Sources: http://scottishwomenshospitals.co.uk/
Reference: WaW0212
Newspaper report
Report of death of Florence Caton, Y Brython, 30 August 1917. Translation: ‘Laying the nurse to rest. In faraway Serbia the remains of Nurse Caton of Wrexham were laid to rest. She had endeared herself to the wretched people of that country through her untiring labour of love in their midst. There is talk of erecting a white marble cross on her small grave.’
Ethel Saxon
Place of birth: Abertillery
Service: Staff Nurse, TFNS
Death: 1917-09-03, Karachi, Appendicitis/Llid y pendics
Memorial: War Memorial; Nurses’ Memorial; Delhi Gate, Kingsland; Liverpool Cathedral; Delhi, Herefordshire; Lancashire; India
Notes: Born 1891, her father was a builder and joiner. She worked for some time in Liverpool before serving overseas. Her parents retired to Kingsland, Herefordshire where she is memorialised; her name also appears on the Nurses’ memorial in Liverpool Cathedral, the Nurses’ memorial in York Minster and the Indian war memorial the Great Gate at Delhi.
Reference: WaW0134
Roll of Honour, Kingsland Church
Name of Staff Nurse Ethel Saxon on the Roll of Honour, Kingsland Church
Morfydd Owen
Place of birth: Treforest
Service: Composer, singer
Death: 1918/09/07, Mumbles, Appendicitis/reaction to chloroform / Pendics/adwaith i glorofform
Notes: Morfydd Owen was born in 1891 to an ordinary, though musical, chapel-going family. Very early she showed great musical promise – she is said to have started composing aged 6 - and she entered University College, Cardiff, on a scholarship in 1909. In 1912 her parents were persuaded to let Morfydd study composition at the Royal Academy of Music, where she won every available prize during her first year. In London she began to move in influential Welsh circles, in 1914 assisting in the collecting and arranging of traditional Welsh songs from Flintshire and the Vale of Clwyd. She was a prolific composer, and a singer with an outstanding mezzo-soprano voice. She was also prominent in more Bohemian circles; among her friends were Ezra Pound and D H Lawrence. In 1917 she married, unexpectedly, Ernest Jones, the psycho-therapist and biographer of Freud. This seriously limited her professional career, particularly as Jones did not approve of his wife performing in public. In July 1918 she wrote to a friend ‘married life doesn’t seem to me to be quite the easiest thing to adapt oneself to, and has taken up all my time’. In September of that year, staying with her parents-in-law at Mumbles, Morfydd developed appendicitis, and died, perhaps as a result of the botched operation. Her Cardiff University professor David Evans wrote: “I regard her early death as an incalculable loss to Welsh music indeed, I know of no young British composer who showed such promise.” Although only 26 when she died, Morfydd left over 250 surviving compositions.
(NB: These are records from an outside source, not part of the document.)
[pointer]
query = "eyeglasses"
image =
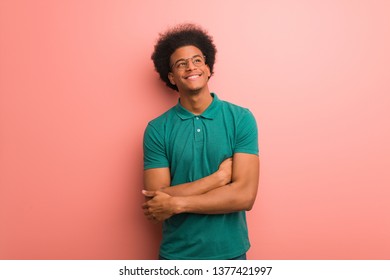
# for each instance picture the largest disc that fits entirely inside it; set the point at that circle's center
(197, 60)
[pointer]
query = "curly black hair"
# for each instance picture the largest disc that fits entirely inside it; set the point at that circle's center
(179, 36)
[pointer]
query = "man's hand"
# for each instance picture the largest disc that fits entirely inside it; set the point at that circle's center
(160, 206)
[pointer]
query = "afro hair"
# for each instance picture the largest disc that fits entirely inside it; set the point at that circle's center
(177, 37)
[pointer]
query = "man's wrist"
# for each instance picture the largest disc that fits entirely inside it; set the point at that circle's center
(178, 205)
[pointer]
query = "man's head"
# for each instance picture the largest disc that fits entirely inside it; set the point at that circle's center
(180, 49)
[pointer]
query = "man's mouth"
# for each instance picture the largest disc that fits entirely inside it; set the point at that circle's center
(193, 77)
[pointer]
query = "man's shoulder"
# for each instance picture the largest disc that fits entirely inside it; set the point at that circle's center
(235, 109)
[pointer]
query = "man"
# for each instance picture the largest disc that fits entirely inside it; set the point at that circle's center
(201, 165)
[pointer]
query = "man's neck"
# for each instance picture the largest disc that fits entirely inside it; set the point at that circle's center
(196, 103)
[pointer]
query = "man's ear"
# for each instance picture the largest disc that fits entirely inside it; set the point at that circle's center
(171, 78)
(208, 72)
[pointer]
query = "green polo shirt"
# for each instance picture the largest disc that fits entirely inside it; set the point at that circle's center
(193, 147)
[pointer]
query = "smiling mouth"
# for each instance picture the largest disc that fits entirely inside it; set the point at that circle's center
(193, 77)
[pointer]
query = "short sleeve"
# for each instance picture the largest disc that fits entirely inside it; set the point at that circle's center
(247, 135)
(154, 149)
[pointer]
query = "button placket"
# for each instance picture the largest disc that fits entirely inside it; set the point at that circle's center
(198, 129)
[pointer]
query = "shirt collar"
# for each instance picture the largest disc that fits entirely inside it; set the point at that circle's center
(209, 113)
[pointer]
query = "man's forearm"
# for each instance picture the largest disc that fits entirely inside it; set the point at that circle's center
(226, 199)
(198, 187)
(236, 196)
(159, 180)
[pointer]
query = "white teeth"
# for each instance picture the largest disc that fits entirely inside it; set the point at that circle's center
(193, 77)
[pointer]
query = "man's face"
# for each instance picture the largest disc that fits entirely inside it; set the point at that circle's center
(188, 69)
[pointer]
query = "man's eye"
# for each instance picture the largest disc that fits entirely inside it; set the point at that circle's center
(181, 64)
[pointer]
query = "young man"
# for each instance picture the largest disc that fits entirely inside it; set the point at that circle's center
(201, 165)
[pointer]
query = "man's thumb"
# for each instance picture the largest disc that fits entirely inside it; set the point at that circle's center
(148, 193)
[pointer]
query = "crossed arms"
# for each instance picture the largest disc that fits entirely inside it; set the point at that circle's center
(233, 187)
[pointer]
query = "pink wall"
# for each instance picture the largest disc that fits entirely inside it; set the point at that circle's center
(77, 88)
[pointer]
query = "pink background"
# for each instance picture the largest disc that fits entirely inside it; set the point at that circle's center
(77, 88)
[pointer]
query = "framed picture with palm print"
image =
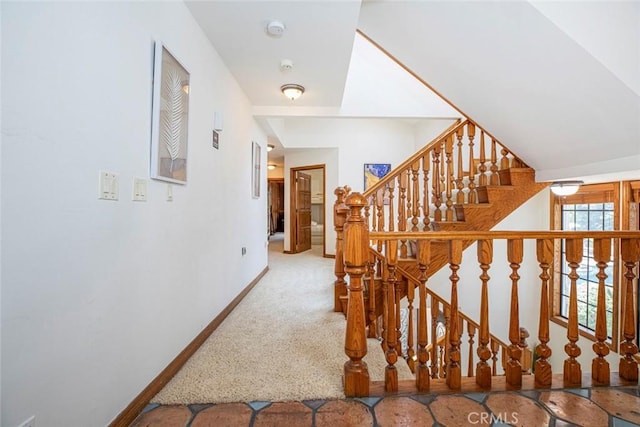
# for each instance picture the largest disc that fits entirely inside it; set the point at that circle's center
(170, 114)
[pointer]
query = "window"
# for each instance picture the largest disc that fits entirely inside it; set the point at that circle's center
(584, 217)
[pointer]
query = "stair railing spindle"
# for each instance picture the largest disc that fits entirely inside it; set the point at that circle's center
(600, 371)
(454, 372)
(340, 210)
(449, 178)
(426, 164)
(630, 254)
(459, 182)
(483, 370)
(483, 159)
(435, 310)
(514, 367)
(391, 372)
(422, 371)
(436, 183)
(494, 178)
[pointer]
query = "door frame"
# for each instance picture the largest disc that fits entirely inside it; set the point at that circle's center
(293, 205)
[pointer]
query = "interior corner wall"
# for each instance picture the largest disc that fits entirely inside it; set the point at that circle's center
(99, 296)
(309, 157)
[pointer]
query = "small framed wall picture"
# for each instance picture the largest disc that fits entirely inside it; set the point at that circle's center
(170, 113)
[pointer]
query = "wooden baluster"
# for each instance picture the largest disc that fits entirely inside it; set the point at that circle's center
(513, 365)
(505, 163)
(572, 370)
(385, 305)
(398, 296)
(415, 169)
(436, 183)
(402, 210)
(483, 370)
(379, 201)
(356, 255)
(422, 371)
(460, 178)
(471, 331)
(435, 310)
(494, 178)
(426, 164)
(628, 368)
(543, 373)
(340, 211)
(600, 371)
(411, 287)
(373, 318)
(387, 199)
(449, 178)
(471, 132)
(391, 373)
(526, 359)
(495, 348)
(483, 160)
(454, 373)
(444, 360)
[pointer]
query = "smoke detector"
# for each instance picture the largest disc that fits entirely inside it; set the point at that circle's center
(286, 65)
(275, 28)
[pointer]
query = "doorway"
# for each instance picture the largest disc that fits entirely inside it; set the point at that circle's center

Sources: http://discoverwelshmusic.com/composers/morfydd-owen. www.illuminatewomensmusic.co.uk/illuminate-blog/rhian-davies-an-incalculable-loss-morfydd-owen-1891-1918
Reference: WaW0335
Early songs of Morfydd Owen
Advertisement for one of the memorial volumes of Morfydd Owen’s songs. 1923.
Augusta Devisch (née Dekien)
Place of birth: Belgium
Service: Refugee, wife
Death: 2nd February 1916, ‘long and lingering illness’/ ’salwch hir a throfaus’
Notes: Augusta, born c 1895, was a refugee from Belgium living with her husband Edward, two step children and other family members in Siloa Buildings, Aberdare. The community worshipped at Siloa Chapel which allowed the Belgian Catholics to use the building.